Hillary, warned from the outset that Bill was already juggling a number of girlfriends at Yale, seemed not to care. She was happiest driving around New Haven with Bill in his hideously orange Opel station wagon.
Before long, Hillary was spending weekends at the beach house in Milford, Connecticut, that he shared with three roommates. They, like nearly everyone else at Yale, were intimidated by Hillary’s intellect—and by her directness. She respected Bill, and believed without question that he would someday be President. But that didn’t stop her from delivering the coup de grâce whenever Bill was getting too full of himself. “Knock it off, Clinton,” she’d say when he’d gone on too long extolling the virtues of his home state. “Cut the crap!”
At the beach house one night, Bill and Hillary were sitting in the kitchen, talking about their plans. Hillary was not quite sure which direction she was going in, or even where she wanted to live. She was impressed that, hokum aside, Bill loved Arkansas and knew that he wanted to hold office there.
That summer, Hillary accepted an offer to clerk for a law firm in California, and to her surprise, Bill wanted to tag along. They shared a small apartment not far from the Berkeley campus of the University of California, and while Bill spent most of his time reading and sightseeing, Hillary did research and wrote legal motions for the Oakland firm of Treuhaft, Walker, and Burnstein.
Hillary had first met Robert Treuhaft and his wife, Jessica Mitford, when they came to New Haven to raise money for the Black Panthers. More recently, she caught their eye when the Yale Review—Hillary was now on the Review’s editorial board—ran an article defending Black Panther defendant Lonnie McLucas. The piece was illustrated with drawings of policemen as pigs; one had been decapitated.
Treuhaft and Mitford, who had written a bestselling exposé of the funeral industry called The American Way of Death, were avowed Stalinists. Treuhaft formally resigned from the Communist Party in 1958 because by then it had lost so many members it lacked any real clout. But he and his wife, who dismissed the heroic 1956 Hungarian uprising against Communist rule as the work of “grasping neo-Fascists,” remained staunchly committed to the cause.
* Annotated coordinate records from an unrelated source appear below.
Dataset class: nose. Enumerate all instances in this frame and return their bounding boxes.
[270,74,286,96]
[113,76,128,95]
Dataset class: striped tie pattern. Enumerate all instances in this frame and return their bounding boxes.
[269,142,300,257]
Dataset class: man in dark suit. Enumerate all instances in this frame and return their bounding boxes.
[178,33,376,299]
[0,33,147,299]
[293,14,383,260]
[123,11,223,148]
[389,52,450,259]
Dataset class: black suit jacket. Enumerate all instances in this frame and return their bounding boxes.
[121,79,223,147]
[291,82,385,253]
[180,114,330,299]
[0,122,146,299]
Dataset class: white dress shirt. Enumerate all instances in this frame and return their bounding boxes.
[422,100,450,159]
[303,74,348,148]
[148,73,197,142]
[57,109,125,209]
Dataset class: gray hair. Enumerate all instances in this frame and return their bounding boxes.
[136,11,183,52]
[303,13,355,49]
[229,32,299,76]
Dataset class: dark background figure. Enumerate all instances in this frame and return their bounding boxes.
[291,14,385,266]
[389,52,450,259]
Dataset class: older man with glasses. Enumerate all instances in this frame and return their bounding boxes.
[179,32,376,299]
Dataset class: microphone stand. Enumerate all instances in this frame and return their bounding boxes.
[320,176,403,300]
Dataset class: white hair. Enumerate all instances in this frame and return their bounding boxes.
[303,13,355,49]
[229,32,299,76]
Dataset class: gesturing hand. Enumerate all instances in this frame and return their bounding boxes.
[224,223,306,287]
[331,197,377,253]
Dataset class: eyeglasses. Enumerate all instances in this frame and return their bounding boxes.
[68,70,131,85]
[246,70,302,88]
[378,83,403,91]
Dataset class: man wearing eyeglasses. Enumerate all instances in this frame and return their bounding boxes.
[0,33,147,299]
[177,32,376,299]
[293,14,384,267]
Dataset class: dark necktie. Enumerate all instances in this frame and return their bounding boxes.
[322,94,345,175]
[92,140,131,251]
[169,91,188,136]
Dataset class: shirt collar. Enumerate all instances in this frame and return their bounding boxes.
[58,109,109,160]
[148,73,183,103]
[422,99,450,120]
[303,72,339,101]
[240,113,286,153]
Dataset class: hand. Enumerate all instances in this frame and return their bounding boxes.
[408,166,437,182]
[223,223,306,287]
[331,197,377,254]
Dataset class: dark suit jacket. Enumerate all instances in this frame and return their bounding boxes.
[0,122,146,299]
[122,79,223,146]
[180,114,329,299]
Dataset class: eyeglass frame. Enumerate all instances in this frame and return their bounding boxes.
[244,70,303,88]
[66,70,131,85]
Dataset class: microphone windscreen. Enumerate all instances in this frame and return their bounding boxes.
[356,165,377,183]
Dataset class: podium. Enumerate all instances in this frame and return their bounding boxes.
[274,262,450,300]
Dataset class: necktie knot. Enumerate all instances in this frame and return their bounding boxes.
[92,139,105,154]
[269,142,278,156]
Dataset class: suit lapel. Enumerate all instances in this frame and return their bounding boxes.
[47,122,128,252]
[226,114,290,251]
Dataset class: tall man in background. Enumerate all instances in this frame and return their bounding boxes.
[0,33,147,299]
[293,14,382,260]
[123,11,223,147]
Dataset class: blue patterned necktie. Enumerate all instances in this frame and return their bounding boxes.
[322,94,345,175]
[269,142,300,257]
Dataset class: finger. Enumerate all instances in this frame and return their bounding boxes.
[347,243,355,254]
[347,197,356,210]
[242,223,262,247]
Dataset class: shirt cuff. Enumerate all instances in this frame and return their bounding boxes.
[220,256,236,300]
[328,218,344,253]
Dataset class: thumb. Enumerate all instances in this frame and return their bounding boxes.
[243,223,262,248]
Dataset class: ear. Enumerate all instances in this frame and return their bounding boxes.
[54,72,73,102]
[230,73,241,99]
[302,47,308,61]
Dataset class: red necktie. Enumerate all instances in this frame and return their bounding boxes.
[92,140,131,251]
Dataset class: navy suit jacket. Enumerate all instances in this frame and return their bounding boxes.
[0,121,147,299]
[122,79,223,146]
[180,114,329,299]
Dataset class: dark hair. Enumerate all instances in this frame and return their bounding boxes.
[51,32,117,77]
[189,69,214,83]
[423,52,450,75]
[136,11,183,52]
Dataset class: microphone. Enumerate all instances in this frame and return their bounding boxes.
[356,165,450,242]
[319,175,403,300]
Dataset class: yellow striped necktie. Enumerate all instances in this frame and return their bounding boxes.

In addition to the Panthers, Oakland’s “Red Lawyer” represented a wide range of radicals and indigents. In later years Hillary would say nothing of her friendship with Treuhaft and Mitford, and refer to Treuhaft, Walker, and Burnstein only once in her memoirs, simply as “a small law firm in Oakland, California.”
Hillary returned to New Haven hating the war and Richard Nixon (“He’s pure evil”) more than ever. She and Bill rented a ground-floor apartment just off campus at 21 Edgewood Avenue for seventy-five dollars a month, and Bill used his own money to set up a “McGovern for President” headquarters. Much of the time, Bill worried aloud that his new relationship was not fair to Hillary. He told her that he wasn’t sure he wanted to fall deeper in love with her because she would never be happy in Arkansas. “If you wanted to run for office, you could get elected. You could even be a senator,” he said, “but I’ve got to go home.”
After Christmas, Bill drove up to Park Ridge to spend time with the Rodhams. While he had no difficulty winning over Dorothy and the boys, Dad was his usual implacable self. Gradually, over football and card games, Hugh Rodham began to crack. Interestingly, it was Dorothy who confronted Bill on the question of her daughter’s future—and why he felt it was fair for Hillary to relinquish her own political ambitions while he sought office back home in Arkansas.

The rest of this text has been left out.